Popular Entertainment

Popular Entertainment in the Elizabethan Age

Public Performances

  • Theatre was immensely popular during the Elizabethan age with public performances being the main source of entertainment. Similarly, travelling troupes performed at inns, courts and private houses.
  • Morris dancing was a common form of entertainment in the streets and often featured in fairs, along with jugglers and acrobats.
  • Mystery plays, based on Bible stories, were performed out in the open, especially around religious holidays.
  • Bear-baiting and cockfighting were also public amusements, although often criticized even in Elizabethan times because of their cruelty.

Music and Festivals

  • Music played a key role with both vocal and instrumental pieces being popular.
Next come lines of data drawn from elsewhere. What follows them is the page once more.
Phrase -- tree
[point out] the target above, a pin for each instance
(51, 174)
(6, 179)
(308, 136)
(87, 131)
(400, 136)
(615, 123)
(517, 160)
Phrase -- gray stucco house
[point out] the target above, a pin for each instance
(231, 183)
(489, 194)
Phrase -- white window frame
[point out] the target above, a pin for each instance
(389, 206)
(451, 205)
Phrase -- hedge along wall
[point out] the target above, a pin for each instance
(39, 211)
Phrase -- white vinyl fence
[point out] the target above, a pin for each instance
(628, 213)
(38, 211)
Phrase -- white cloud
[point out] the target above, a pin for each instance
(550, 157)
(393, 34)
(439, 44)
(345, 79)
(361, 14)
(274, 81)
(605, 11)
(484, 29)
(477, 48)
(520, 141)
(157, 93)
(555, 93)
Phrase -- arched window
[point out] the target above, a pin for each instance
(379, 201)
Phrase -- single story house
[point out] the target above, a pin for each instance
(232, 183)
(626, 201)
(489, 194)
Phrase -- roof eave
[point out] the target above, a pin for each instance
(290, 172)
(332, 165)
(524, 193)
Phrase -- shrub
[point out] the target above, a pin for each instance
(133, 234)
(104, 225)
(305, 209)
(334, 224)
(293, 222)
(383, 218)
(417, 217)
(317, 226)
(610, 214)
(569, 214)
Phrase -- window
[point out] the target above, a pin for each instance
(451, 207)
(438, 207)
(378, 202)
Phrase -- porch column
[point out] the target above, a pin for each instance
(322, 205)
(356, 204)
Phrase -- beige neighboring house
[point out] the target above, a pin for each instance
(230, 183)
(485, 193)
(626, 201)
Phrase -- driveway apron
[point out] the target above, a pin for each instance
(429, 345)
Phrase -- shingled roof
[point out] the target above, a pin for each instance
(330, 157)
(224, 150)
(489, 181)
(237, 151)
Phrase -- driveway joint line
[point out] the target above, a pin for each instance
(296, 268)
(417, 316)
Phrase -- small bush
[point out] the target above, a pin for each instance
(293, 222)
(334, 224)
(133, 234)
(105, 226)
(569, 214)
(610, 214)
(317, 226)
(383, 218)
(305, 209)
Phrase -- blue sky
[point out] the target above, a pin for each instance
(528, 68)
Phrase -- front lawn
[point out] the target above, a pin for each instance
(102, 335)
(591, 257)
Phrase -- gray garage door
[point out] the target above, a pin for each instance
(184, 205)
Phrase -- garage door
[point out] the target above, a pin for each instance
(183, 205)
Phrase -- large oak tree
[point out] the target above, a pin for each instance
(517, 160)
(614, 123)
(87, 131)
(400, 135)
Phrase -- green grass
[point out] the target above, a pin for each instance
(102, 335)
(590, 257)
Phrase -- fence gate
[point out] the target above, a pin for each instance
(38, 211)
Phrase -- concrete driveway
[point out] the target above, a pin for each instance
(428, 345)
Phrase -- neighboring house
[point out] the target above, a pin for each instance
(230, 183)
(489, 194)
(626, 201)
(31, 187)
Ballads were the most commonly heard songs, sung by minstrels.
  • Festivals were a major part of Elizabethan life, often having large public celebrations with feasts, games and performances.
  • Masked Balls were a popular form of Elizabethan celebration, particularly amongst the upper classes.


  • The Elizabethan age saw a rise in popularity in many sports. Football was played, though more violent and less regulated than today. Archery was practiced by men of all social ranks.
  • Hunting and Hawking were popular pastimes of the nobility, seen as both a sport and a way of topping up food supplies.
  • Skittles, an early form of bowling, was popular among the lower classes.

Indoor Entertainment

  • Many forms of indoor entertainment were enjoyed by the Elizabethans. Chess and cards were popular games.
  • Reading was also enjoyed by those who were literate.
  • Indoor performances such as stage plays and masques were high-quality, professional productions, often attended by Her Majesty and her court.

Students should remember that the upper-class view of what constituted ‘popular’ entertainment was often at odds with that of the lower classes. Despite this, the above points cover some of the most common forms of entertainment during this period.